In 13 major league games on Monday, 11 teams had 6 hits or fewer. If you were in Las Vegas, you would have made a bundle on the over and under by picking the under when it came to hits for a game.
Here is a look at the limited amount of hitting last night: Seattle got 5 hits; Texas 6 hits; Milwaukee 6 hits; Diamondback 6 hits; Angels 5 hits; A’s 6 hits; Tampa Bay 5 hits; Rockies 5 hits; the Braves 2 hits; National’s 5 hits and the Phillies 6 hits. You can’t do a lot with 6 or fewer hits in a game.
Pitching certainly is a key to limiting hits. Darvish was on the mound for the Rangers at Seattle and the Mariners had King Felix on the mound. Understood. But the Mariners had Ichiro (he got two hits and drove in 2 runs in a 6-1 victory). Milwaukee struggled against Bumgarner who was masterful before Braun hit a game tieing home run off of him in the bottom of the 8th inning. Each team used 6 pitchers before the Giants won on the road 4-3. The D’Back’s had nothing against Capuano as the Dodgers also won on the road. The Angels, who are disappearing in the American League West, had a total of 5 hits. The good news: Pujols had one of them. The bad news: it was their 3rd straight loss. Milone was the winner for the A’s, his 6th victory this season. For the A’s, a win is a win even if you only get 6 hits. Tampa Bay had no excuses. They just didn’t hit in their home loss to the Blue Jays. The Rockies? They never hit, but they were up against Buehrle. The Braves had no excuses for only getting 2 hits. They faced a previously winless pitcher, Leake for the Reds. Now he isn’t winless anymore. As for the Nat’s at the Fightin’s, Gonzalez won on the road for Washington and is now 6-1. Kendrick lost for the 4th time this season for Philadelphia and is now 0-4.

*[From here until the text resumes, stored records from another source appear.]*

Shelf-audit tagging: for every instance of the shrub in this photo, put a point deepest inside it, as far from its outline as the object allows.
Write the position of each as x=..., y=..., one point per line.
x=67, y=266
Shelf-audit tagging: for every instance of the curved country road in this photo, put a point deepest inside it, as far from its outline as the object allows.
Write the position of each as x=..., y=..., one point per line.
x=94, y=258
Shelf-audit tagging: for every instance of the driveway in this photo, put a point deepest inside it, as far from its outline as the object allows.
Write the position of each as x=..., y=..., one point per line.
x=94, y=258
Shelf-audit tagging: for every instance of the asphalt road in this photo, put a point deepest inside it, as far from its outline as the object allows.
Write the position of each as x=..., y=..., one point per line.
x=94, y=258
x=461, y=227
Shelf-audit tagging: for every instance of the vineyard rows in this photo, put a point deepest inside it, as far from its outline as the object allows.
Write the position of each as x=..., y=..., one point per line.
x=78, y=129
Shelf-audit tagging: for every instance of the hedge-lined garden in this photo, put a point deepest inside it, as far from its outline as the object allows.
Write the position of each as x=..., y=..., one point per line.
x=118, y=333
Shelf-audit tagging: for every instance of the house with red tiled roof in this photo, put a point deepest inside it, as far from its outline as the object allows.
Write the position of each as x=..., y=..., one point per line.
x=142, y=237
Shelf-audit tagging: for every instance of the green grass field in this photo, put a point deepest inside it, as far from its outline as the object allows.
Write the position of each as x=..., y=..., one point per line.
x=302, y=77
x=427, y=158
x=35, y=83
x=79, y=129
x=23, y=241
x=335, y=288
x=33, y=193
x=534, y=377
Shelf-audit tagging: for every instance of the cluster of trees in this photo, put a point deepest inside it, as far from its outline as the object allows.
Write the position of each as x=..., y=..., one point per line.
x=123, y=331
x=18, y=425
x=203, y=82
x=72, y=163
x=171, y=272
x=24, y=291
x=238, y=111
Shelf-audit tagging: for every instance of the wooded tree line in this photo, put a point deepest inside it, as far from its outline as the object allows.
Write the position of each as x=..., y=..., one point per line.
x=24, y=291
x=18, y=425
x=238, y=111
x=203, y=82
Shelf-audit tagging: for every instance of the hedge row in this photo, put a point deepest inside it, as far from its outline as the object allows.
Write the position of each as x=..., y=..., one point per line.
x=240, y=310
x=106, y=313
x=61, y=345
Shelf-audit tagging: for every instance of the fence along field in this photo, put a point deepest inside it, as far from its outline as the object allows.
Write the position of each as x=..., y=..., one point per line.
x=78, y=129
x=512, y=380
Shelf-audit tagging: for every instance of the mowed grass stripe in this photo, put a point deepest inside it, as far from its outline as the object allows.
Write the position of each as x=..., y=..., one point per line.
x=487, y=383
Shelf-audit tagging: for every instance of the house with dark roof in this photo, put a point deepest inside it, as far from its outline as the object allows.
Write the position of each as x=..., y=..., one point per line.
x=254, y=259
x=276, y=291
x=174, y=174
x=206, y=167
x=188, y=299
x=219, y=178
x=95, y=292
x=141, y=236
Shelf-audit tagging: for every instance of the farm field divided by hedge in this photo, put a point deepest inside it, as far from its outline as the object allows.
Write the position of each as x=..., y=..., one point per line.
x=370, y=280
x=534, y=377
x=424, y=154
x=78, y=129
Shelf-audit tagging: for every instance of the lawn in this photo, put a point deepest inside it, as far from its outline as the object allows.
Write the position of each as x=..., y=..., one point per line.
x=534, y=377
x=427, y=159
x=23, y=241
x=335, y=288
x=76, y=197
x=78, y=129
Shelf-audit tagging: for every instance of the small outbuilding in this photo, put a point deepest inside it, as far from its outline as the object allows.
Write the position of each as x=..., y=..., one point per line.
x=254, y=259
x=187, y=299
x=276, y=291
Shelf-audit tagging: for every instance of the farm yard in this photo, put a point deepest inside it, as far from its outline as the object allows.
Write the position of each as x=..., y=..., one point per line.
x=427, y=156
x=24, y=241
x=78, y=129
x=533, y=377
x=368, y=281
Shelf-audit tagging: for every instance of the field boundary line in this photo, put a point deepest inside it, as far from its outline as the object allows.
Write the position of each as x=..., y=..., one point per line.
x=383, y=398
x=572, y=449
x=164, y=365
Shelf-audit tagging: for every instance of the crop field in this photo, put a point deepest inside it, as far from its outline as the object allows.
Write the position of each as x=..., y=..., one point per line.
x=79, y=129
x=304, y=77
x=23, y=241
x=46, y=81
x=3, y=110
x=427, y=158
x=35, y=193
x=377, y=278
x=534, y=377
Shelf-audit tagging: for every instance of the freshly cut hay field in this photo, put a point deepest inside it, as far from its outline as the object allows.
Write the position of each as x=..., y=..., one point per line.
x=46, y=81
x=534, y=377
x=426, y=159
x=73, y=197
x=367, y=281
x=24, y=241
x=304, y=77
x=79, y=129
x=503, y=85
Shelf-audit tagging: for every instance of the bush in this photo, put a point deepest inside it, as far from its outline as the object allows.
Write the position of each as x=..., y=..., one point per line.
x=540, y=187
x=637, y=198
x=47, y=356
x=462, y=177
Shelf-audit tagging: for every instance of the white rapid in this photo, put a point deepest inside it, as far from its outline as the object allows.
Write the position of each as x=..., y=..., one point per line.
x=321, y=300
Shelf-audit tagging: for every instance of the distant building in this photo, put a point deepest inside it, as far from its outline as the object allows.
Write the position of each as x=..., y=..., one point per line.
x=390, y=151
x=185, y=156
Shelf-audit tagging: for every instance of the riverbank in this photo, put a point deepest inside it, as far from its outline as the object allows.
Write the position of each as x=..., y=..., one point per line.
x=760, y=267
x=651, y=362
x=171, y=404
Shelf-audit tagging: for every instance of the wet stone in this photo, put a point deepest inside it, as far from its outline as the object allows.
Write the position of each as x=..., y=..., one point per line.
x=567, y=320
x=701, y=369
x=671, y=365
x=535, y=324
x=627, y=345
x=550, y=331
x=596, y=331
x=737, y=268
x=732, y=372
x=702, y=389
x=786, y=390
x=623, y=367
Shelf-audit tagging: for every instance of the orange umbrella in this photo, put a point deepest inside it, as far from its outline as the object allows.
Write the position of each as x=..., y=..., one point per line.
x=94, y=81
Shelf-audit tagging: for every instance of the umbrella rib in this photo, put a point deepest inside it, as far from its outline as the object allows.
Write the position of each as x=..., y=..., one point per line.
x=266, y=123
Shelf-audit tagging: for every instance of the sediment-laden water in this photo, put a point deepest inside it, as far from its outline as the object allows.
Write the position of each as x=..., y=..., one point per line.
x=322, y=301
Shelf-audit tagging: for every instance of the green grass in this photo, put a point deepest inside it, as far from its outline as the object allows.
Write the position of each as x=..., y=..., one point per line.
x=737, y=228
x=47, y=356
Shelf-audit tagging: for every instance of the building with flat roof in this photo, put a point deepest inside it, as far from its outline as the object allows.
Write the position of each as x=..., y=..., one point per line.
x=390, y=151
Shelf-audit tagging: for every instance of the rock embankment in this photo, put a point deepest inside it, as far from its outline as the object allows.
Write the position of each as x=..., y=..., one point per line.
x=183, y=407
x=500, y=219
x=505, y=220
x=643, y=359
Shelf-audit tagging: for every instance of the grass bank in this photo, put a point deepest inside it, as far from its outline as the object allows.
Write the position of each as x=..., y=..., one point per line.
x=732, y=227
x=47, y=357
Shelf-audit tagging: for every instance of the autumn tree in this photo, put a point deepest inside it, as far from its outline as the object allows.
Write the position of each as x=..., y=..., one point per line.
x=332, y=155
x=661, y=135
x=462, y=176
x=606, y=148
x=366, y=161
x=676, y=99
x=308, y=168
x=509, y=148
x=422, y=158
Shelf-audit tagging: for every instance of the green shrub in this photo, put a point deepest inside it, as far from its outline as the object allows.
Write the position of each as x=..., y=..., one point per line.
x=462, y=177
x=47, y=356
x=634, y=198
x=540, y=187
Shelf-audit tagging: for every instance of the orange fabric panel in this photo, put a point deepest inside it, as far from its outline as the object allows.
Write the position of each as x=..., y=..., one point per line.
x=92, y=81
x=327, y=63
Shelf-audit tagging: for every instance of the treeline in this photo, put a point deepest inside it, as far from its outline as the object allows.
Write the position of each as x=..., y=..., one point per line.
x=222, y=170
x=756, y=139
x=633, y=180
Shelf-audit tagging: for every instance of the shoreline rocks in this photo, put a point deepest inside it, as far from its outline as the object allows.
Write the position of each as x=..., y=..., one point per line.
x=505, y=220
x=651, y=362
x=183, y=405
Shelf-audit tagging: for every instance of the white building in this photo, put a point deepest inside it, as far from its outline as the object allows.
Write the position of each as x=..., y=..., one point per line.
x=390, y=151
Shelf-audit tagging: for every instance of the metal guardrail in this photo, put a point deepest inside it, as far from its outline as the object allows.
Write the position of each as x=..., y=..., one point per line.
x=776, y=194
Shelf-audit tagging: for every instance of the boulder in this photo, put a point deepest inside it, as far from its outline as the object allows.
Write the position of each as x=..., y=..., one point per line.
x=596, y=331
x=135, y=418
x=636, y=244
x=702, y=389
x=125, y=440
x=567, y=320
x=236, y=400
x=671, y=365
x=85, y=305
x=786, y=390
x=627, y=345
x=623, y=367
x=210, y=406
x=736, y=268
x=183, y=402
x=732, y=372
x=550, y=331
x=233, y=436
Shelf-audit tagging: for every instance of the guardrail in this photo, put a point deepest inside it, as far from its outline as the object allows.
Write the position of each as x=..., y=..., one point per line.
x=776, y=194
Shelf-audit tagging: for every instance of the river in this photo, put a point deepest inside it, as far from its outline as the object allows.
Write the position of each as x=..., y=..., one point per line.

I don’t mind great pitching. Bumgarner, Darvish, King Felix and Gonzalez looked sharp. But do we have to have 11 teams that can’t muster up enough hits to rise above the Mendoza Line during a single day? The Brewers, Phillies and Angels are all in big trouble unless they begin hitting.
By the way, the guy who makes $25 million a year for the Los Angeles Angels of Anaheim, who at 6’3″ tall and weighs 230 lbs. is now hitting .212 with 3 home runs. This is the very definition of The Mendoza Line.
The Mendoza Line is an expression in baseball, deriving from the name of shortstop Mario Mendoza, who’s lifetime batting average is taken to define the threshold of incompetent hitting. Mendoza’s career batting average over nine seasons (1974–1982) was .215. For purists this is the deciding line for lack of achievement in major league baseball. However, many use the cutoff point of .200, and, when a position player’s batting average falls below that level, the player is said to be below the Mendoza Line.
It was supposedly originated by Hall of Fame player George Brett. Thanks, George.
The good thing about baseball? There is another game today. Let’s have some hitting.